Auvelity is taken as one tablet by mouth once daily for the first three days, then increased to one tablet twice daily from day four onward. Each tablet contains a fixed combination of dextromethorphan and bupropion, and the dosing schedule is straightforward once you get past that brief startup period.
The Dosing Schedule
For the first three days, you take one tablet in the morning. On day four, you increase to one tablet twice a day. That twice-daily dose is the full therapeutic dose, and it stays the same from that point forward. Your two daily doses should be spaced at least eight hours apart, and you should never take more than two tablets in a single day.
There’s no further titration after that. Unlike some antidepressants that require weeks of gradual dose increases, Auvelity reaches its target dose within the first week.
How to Take Each Tablet
You can take Auvelity with or without food. Swallow the tablet whole. Do not crush, split, or chew it. The tablet has a layered, extended-release design, and breaking it would release both ingredients too quickly, which could increase side effects and reduce how well the medication works throughout the day.
What to Do If You Miss a Dose
If you miss a dose, skip it entirely. Do not double up or take an extra tablet to compensate. Just wait until your next regularly scheduled dose and continue as normal. Taking two doses close together raises the risk of side effects, particularly seizures, which is why the label specifically warns against it.
When You Might Notice a Difference
Auvelity works faster than most traditional antidepressants. In the main clinical trial, patients showed statistically significant improvement in depression scores as early as one week, with further gains at week two. By week six, the average improvement was meaningfully greater than placebo. This is notably quicker than the four-to-six-week window typical of SSRIs and SNRIs, though individual responses vary.
The speed comes partly from how the two ingredients work together. One component acts on a brain signaling system called NMDA, which is the same pathway targeted by ketamine-based treatments. The other component, bupropion, serves a dual role: it has its own antidepressant activity and it also slows the breakdown of dextromethorphan in your body, keeping blood levels high enough to be effective.
Who Should Not Take Auvelity
Auvelity is not safe for everyone. You should not take it if you have a seizure disorder, or if you have a current or past eating disorder such as anorexia or bulimia. Both of these conditions lower the seizure threshold, and bupropion (one of Auvelity’s ingredients) carries a known seizure risk.

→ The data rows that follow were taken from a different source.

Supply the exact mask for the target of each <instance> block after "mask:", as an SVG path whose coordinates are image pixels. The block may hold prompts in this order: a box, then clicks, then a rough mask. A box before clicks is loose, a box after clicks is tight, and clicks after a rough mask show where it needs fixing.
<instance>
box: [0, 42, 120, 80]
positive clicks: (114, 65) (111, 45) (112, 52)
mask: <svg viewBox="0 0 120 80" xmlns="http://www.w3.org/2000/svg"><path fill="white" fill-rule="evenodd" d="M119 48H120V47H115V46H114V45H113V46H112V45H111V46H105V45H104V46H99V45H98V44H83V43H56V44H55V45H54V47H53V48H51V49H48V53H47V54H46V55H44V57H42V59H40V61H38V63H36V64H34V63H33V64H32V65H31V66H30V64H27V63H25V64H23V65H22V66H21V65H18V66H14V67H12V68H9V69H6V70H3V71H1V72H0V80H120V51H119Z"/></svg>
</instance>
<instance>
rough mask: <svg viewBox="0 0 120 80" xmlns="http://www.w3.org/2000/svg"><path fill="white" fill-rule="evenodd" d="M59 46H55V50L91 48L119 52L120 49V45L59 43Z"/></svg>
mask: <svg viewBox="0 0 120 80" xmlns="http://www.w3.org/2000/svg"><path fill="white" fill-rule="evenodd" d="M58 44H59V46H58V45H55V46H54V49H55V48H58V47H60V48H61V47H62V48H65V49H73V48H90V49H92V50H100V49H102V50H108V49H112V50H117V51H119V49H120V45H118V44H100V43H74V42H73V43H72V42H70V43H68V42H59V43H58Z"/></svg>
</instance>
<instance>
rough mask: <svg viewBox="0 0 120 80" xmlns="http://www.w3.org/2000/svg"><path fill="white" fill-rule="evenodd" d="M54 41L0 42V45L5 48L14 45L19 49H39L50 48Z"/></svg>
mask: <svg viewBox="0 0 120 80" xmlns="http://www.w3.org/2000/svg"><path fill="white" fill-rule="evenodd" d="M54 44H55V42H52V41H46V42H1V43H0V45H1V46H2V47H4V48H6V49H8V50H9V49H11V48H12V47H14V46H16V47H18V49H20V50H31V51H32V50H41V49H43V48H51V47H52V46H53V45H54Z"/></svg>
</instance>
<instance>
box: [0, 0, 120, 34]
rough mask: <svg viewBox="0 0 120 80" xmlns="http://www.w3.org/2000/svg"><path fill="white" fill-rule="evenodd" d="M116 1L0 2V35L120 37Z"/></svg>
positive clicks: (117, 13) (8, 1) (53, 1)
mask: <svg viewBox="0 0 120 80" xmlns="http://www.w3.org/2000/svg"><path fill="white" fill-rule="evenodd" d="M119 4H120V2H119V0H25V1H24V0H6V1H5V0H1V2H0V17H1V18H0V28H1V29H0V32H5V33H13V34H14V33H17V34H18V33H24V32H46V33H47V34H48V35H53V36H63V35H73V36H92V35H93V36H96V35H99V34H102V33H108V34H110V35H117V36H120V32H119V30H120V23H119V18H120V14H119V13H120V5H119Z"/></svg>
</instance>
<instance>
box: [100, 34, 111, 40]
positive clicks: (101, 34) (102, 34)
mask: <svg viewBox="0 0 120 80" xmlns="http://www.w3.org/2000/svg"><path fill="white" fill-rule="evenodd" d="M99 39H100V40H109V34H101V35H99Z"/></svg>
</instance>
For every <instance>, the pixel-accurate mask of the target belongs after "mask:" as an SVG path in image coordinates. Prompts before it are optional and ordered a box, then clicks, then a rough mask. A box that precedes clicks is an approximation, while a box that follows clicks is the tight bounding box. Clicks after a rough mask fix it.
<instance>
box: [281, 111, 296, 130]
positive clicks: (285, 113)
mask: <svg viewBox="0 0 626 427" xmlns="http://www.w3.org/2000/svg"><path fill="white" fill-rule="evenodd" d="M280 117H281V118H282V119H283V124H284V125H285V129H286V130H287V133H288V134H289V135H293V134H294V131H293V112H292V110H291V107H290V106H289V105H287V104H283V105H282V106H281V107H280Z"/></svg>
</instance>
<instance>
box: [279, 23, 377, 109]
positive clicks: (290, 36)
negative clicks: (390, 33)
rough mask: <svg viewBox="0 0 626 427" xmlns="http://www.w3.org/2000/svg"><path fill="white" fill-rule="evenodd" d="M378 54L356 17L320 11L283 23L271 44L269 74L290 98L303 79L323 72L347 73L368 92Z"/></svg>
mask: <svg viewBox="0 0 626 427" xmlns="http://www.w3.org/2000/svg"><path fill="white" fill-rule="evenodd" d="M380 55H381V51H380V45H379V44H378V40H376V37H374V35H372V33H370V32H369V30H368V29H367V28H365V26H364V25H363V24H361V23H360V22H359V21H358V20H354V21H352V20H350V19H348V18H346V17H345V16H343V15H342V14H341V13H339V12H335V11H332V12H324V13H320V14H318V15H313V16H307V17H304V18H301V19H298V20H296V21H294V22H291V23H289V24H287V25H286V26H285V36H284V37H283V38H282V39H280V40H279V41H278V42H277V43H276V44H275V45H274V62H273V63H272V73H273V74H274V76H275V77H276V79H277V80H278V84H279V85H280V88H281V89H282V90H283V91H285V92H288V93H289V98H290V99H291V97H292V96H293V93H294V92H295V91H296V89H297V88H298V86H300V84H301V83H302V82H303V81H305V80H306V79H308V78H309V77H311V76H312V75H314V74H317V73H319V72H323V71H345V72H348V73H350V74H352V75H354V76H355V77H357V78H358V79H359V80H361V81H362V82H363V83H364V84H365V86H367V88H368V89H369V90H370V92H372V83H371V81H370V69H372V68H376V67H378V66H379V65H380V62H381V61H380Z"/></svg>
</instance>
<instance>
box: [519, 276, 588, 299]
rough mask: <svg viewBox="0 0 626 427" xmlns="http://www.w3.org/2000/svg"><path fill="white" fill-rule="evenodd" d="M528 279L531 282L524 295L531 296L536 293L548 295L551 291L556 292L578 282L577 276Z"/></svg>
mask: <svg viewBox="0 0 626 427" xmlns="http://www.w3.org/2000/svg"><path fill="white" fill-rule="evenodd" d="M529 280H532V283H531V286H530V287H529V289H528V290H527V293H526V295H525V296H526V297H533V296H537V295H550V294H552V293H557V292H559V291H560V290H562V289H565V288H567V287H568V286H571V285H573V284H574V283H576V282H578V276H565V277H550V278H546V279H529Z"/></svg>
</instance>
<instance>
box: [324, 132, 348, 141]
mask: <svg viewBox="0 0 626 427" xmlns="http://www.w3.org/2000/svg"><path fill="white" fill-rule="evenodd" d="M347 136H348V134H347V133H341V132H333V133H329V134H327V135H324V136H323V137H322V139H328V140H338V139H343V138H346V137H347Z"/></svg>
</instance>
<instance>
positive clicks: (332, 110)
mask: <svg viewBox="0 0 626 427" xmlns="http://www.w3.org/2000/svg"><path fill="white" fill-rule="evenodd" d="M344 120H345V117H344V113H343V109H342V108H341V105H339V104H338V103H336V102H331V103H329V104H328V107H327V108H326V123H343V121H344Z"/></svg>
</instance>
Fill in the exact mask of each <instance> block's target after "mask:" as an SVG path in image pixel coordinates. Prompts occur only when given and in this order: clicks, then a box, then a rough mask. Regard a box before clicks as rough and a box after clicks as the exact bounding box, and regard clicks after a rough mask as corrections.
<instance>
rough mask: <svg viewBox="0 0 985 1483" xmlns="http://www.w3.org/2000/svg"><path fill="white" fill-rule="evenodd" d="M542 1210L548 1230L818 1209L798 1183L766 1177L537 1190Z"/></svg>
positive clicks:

You also cannot take Auvelity if you recently stopped using alcohol heavily, benzodiazepines, barbiturates, or anti-seizure medications. Sudden withdrawal from any of these substances raises seizure risk on its own, and adding Auvelity compounds the danger.
There’s a strict rule around a class of older antidepressants called MAOIs. You must wait at least 14 days after stopping an MAOI before starting Auvelity, and at least 14 days after stopping Auvelity before starting an MAOI. The combination can trigger a dangerous spike in serotonin levels. The same 14-day washout applies to the antibiotic linezolid and intravenous methylene blue, which have MAOI-like effects.
Dose Adjustments for Kidney or Liver Problems
If you have moderate kidney impairment, the recommended dose is one tablet once daily in the morning, with no increase to twice daily. Auvelity is not recommended at all for people with severe kidney impairment, because the body can’t clear the drug efficiently enough.
For liver function, mild or moderate impairment doesn’t require a dose change. Severe liver impairment is a different story: Auvelity is not recommended in that case either.
How to Stop Taking Auvelity
Don’t stop Auvelity abruptly. Like most antidepressants, suddenly discontinuing it can cause withdrawal symptoms, which may include headache, diarrhea, sweating, and flu-like feelings. Your prescriber will typically taper the dose down gradually to minimize these effects. If you want to stop taking Auvelity, plan it with your prescriber rather than quitting on your own.